Immer noch sind deutschlandweit Tausende Verfahren von Autokäufern gegen VW anhängig. Bei allen Klagen, die erst nach 2018 erhoben wurden, ist Hauptstreitpunkt die Verjährung. Nun hat sich der BGH erstmals dazu geäußert.
Als 2015 der Dieselskandal aufgeflogen war, klagten daraufhin etliche Kunden von Volkswagen (VW) auf Schadensersatz. Einige schlossen sich der Musterfestellungsklage der Verbraucherzentrale gegen VW an, die mit einem Vergleich endete. Viele Kunden zogen jedoch selbst vor Gericht, zahlreiche auch erst in den Jahren 2019 und 2020. Laut VW sind entsprechend noch rund 9.000 Verfahren aus den vergangenen beiden Jahren offen.
Auch wenn nicht in allen dieser noch offenen Fälle unstreitig feststeht, dass die Käufer beim Kaufzeitpunkt bereits Kenntnis vom Abgasskandal hatten, erhebt VW unterschiedslos gegen alle Ansprüche der noch klagenden Kunden, die nach 2018 geltend gemacht wurden, die Einrede der Verjährung. Die gesetzliche Verjährungsfrist läuft drei Jahre nach Jahresende desjenigen Jahres ab, in dem Kenntnis von den anspruchsbegründenden Umständen erlangt wurde.
Der Autobauer argumentiert deshalb: Da im Jahr 2015 eine umfassende Medienberichterstattung, die weit bis in die regionalen Zeitungen gereicht habe, erfolgt sei, könne sich niemand darauf berufen, danach nichts von der eingebauten Schummel-Software gewusst zu haben. So seien allein im September 2015 über 1.000 Artikel in deutschen Printmedien zu der Sache veröffentlicht worden, untermauerte VW seine Ansicht.
BGH tendiert dazu, Verjährung anzunehmen
Am Montag beschäftigte sich nun auch der Bundesgerichtshof (BGH) mit der Frage, ob die Verjährung der Ansprüche im Dieselskandal bereits mit Ende des Jahres 2018 eingetreten ist (Az. VI ZR 739/20). Bis nach Karlsruhe geklagt hatte sich ein Autokäufer, der alle Voraussetzungen für einen Schadensersatzanspruch gegen VW erfüllt, der allerdings erst 2019 eben jene Klage am Stuttgarter Landgericht erhoben hatte. Sieht es auch der BGH so, dass die Ansprüche Ende 2018 verjährt sind, wäre diese Klage sowie alle anderen Klagen von Kunden, die zum Kaufzeitpunkt Kenntnis vom Skandal hatten und erst nach 2018 Klage erhoben, abzuweisen.
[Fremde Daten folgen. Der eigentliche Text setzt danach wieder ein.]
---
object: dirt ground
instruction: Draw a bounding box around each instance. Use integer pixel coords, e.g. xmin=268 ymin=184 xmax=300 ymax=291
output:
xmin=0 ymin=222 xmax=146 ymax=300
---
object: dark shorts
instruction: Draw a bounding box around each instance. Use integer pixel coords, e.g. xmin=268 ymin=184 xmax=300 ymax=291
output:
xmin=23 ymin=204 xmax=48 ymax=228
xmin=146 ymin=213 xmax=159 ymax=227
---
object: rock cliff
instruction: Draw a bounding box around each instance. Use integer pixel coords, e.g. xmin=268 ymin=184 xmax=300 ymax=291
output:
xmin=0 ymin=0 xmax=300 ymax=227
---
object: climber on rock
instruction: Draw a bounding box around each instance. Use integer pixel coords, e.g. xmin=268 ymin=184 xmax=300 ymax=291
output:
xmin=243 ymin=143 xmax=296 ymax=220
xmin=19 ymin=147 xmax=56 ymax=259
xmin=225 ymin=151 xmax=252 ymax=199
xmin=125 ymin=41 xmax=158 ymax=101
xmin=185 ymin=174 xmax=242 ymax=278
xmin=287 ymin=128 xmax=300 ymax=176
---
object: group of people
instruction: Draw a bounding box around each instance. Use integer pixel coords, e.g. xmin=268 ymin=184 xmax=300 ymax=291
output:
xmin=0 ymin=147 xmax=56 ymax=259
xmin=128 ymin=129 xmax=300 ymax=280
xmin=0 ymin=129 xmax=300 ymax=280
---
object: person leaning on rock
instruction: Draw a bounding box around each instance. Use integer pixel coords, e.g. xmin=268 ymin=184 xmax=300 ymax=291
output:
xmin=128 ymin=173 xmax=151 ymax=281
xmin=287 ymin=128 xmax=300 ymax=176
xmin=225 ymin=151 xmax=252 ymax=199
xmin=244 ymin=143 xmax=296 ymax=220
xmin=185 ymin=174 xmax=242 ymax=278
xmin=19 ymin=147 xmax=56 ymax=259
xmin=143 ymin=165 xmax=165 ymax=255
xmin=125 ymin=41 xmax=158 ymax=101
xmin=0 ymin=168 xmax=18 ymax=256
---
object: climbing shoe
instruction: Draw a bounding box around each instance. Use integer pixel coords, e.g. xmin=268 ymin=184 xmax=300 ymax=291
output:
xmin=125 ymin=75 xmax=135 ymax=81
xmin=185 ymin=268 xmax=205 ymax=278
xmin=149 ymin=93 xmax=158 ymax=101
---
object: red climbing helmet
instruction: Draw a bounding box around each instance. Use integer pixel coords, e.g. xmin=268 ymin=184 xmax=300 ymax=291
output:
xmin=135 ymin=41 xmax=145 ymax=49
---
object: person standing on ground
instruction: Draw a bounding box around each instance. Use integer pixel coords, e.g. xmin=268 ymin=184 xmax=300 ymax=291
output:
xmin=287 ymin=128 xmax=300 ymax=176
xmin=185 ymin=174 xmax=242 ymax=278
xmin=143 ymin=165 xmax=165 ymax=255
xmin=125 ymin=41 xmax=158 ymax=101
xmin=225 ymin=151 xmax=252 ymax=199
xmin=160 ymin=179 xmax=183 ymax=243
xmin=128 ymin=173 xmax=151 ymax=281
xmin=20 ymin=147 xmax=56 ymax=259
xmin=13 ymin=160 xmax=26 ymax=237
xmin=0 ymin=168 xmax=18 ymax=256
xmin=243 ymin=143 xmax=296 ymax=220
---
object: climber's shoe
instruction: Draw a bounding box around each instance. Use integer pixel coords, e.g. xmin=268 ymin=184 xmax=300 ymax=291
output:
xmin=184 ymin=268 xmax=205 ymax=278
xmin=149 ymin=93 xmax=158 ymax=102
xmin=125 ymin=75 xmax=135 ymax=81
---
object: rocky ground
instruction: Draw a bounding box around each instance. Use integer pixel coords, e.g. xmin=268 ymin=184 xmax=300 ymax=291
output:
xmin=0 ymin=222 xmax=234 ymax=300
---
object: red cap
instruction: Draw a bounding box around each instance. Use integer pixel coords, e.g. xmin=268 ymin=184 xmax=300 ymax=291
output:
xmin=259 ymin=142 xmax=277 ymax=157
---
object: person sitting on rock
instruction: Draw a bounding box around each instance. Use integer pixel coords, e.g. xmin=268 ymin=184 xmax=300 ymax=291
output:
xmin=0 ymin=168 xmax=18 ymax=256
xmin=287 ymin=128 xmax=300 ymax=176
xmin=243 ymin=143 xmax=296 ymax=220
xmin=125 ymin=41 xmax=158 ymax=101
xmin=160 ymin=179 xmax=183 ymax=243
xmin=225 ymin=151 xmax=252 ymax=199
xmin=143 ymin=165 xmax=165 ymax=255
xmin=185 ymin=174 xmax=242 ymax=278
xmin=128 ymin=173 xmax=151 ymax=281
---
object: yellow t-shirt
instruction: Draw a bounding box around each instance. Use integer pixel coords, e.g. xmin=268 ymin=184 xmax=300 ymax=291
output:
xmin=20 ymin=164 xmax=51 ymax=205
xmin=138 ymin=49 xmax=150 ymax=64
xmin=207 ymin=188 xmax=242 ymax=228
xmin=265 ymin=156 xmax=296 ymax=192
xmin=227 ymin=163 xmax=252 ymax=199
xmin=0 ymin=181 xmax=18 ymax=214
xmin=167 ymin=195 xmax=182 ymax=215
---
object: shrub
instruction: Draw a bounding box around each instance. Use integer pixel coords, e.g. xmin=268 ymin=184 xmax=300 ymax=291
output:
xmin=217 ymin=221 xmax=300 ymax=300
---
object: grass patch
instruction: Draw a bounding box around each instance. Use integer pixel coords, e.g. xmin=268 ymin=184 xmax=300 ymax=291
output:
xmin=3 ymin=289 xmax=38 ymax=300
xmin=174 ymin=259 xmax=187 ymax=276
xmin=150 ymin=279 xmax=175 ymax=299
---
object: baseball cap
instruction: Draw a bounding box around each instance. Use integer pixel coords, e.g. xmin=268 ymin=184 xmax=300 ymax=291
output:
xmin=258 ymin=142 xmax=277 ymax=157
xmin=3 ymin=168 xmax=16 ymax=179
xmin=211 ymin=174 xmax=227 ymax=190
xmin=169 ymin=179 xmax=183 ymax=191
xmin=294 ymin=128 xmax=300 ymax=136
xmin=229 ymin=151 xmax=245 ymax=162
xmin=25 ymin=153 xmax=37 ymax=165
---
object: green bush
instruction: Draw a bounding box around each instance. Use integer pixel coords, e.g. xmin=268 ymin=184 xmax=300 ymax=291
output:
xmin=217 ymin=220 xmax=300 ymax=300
Deutschlands höchste Zivilrichterinnen und -richter ließen während der Verhandlung durchblicken, dass sie die Ansicht des Autobauers durchaus teilen. Sie gehen aller Voraussicht nach ebenfalls davon aus, dass in diesen Fällen Ende 2018 Verjährung eingetreten ist, wie sich am Montag abzeichnete. Ein Urteil, das endgültige Gewissheit bringt, wollten sie "kurzfristig" verkünden.
VW zeigte sich mit der in der heutigen Verhandlung zu Tage getretenen Tendenz des BGH sehr zufrieden. "Der BGH neigt der Auffassung zu, dass im konkreten Fall die dreijährige Verjährungsfrist Ende 2015 begann und damit Ende 2018 endete. Dieses Ergebnis deckt sich mit der Rechtsauffassung von Volkswagen", hieß es dazu aus Wolfsburg.
Rechtsanwalt Friedemann Höppner von der Kanzlei von Rueden, die den Autokäufer in dem Fall, den der BGH jetzt verhandelte, vertrat, wies hingegen daraufhin, dass es sich bei diesem um einen "exotischen Einzelfall" handele. Die Entscheidung des BGH betreffe damit nur einen sehr geringen Anteil von Klagen gegen die Volkswagen AG in den Konstellationen, "in denen die Kläger bereits Ende 2015 wussten, dass ihre Fahrzeuge vom Abgasskandal betroffen sind und bis zur Individualklage 2019 nichts weiter unternommen haben."